Today, the Forum released the third in its series of financial reports on local taxpayer-funded entities in Metro Milwaukee: a comprehensive fiscal assessment of the Milwaukee Area Technical College (MATC). This report uses the same fiscal monitoring methodology as 2009 reports on Milwaukee County and the City of Milwaukee, which were recognized with an award for "most effective education" earlier this year from the Governmental Research Association.
Like the city and county reports, the report on MATC paints a somewhat alarming picture. It finds a local institution that has taken on increased importance in light of the economic downturn and community-wide efforts to increase the number of college degree-holders, but one that has been hit hard by the recent decline in property values.

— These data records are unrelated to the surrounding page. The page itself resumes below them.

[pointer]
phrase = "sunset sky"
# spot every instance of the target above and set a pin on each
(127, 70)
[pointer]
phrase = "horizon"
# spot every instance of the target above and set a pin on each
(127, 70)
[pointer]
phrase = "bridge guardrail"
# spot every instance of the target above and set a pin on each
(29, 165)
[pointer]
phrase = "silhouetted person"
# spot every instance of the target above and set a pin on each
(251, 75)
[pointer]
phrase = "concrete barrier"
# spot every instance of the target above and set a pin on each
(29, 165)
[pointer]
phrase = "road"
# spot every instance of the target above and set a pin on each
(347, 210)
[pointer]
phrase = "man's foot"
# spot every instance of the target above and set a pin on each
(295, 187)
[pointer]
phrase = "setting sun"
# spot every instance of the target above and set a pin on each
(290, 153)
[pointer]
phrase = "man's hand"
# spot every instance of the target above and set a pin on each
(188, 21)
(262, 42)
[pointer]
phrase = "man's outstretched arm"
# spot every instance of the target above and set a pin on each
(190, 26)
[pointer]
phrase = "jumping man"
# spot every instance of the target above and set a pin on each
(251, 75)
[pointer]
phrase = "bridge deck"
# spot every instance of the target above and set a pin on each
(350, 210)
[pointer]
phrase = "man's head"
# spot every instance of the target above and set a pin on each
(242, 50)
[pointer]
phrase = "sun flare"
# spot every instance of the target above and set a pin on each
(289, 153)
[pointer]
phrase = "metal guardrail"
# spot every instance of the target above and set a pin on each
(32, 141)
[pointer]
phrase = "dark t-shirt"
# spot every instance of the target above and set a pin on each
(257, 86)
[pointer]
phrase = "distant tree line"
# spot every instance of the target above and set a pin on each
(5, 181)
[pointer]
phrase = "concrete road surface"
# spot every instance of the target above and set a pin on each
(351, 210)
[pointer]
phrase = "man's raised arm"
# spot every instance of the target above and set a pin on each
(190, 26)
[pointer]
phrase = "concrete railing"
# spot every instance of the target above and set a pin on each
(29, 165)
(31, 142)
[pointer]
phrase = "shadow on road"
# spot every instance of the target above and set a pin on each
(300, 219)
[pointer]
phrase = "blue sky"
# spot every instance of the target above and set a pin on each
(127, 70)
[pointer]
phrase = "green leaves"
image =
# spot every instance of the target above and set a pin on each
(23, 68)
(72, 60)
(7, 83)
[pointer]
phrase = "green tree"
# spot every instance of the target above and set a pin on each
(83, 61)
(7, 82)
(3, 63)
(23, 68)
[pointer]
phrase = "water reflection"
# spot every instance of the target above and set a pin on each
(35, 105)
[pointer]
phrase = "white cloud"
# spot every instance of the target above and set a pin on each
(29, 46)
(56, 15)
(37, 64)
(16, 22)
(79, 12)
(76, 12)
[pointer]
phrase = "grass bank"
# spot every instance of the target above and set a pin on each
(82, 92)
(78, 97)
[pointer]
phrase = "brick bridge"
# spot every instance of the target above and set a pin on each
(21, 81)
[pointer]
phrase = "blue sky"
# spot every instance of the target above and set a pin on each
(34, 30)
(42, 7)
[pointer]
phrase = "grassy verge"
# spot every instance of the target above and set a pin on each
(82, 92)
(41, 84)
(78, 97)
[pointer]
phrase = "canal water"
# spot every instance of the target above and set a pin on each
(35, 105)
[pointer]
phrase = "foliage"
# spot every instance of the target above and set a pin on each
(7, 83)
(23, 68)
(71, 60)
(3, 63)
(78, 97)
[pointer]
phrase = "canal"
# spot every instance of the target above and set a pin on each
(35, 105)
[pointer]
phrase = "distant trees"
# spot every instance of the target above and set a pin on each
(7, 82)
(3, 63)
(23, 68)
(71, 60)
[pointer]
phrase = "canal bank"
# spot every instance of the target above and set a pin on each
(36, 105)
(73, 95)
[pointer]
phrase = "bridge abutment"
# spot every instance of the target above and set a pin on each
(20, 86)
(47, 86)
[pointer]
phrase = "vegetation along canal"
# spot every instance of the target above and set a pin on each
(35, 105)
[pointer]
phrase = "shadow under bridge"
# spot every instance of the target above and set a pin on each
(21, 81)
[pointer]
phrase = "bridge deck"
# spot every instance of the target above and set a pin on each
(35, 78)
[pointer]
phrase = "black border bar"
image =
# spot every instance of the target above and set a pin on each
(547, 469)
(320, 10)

Key findings from the MATC fiscal assessment include:
- Property tax revenues comprise roughly 60% of MATC's budget, causing it to rely on the property tax more than most local governments and school districts. MATC's budget has mirrored the ups and downs of the real estate market, with revenues climbing much faster than the rate of inflation from 2005 to 2009, but falling in the next two years.
- MATC has seen a steady decline in revenue from the state. The college was able to weather this decline when overall revenue growth was strong, but faces difficulty doing so in today's revenue climate.

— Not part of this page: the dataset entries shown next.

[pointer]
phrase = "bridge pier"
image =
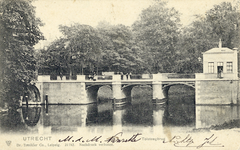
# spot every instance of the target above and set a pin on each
(119, 97)
(157, 86)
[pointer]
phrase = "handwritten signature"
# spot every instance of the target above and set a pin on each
(177, 141)
(117, 138)
(188, 141)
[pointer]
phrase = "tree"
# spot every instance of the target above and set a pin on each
(19, 30)
(83, 45)
(157, 34)
(117, 52)
(224, 20)
(55, 59)
(220, 22)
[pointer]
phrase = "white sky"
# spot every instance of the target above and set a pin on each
(90, 12)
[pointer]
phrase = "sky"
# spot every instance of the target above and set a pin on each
(66, 12)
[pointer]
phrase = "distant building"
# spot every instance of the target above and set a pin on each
(220, 62)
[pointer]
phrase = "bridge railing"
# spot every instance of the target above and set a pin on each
(141, 76)
(180, 76)
(98, 77)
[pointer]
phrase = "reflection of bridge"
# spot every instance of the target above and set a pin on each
(160, 84)
(83, 91)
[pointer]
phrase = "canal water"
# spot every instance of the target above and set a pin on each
(180, 113)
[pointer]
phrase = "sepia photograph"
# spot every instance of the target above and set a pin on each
(120, 74)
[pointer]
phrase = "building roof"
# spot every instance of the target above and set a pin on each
(219, 50)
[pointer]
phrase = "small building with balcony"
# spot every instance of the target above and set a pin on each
(220, 63)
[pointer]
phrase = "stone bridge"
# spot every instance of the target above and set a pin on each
(85, 91)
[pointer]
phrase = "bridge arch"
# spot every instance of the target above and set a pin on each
(166, 87)
(92, 92)
(127, 89)
(32, 95)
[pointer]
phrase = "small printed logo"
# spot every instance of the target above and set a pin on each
(8, 143)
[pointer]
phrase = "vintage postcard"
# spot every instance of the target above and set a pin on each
(120, 74)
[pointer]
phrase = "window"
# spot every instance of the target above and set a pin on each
(220, 63)
(229, 67)
(210, 67)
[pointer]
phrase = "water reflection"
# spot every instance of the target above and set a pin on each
(31, 114)
(207, 116)
(139, 113)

- Student charges have been the college's fastest-growing revenue source of late, with tuition and fees rising nearly 40% since 2005, raising questions about impacts on student access.
- Fringe benefit and salary increases were responsible for about three-quarters of the college's expenditure growth during the five years under review, with health care expenditures rising twice as fast as those at the City of Milwaukee and Milwaukee County.
- A newly developed imbalance between ongoing expenditure needs and revenue capacity will continue to grow without substantive budgetary corrections, reaching a projected $11 million to $62 million within the next five years.
This turbulent financial picture leaves MATC little choice but to examine current levels of employee staffing, pay and benefits, which are quite robust based on comparisons with state and national peers. For example, the report finds that MATC ranks first among a group of 85 national peers in operating expenses, salary expenditures and fringe benefits expenditures per full-time equivalent student.
The report cautions, however, that any significant expenditure reductions must weigh impacts on the college's academic quality and its capacity to meet recent double-digit increases in enrollment. It also suggests that college leaders step up efforts to establish clear performance goals and collect performance data as part of the effort to address difficult budget issues.
Finally, the report offers an opportunity to compare the fiscal practices and condition of MATC - which operates as a local authority and is governed by an unelected board - with local governments operating under traditional elected models. It notes both similarities and differences in the manner in which these entities have responded to common fiscal challenges, and offers insights into what this tells us about the debate over government structure in our region.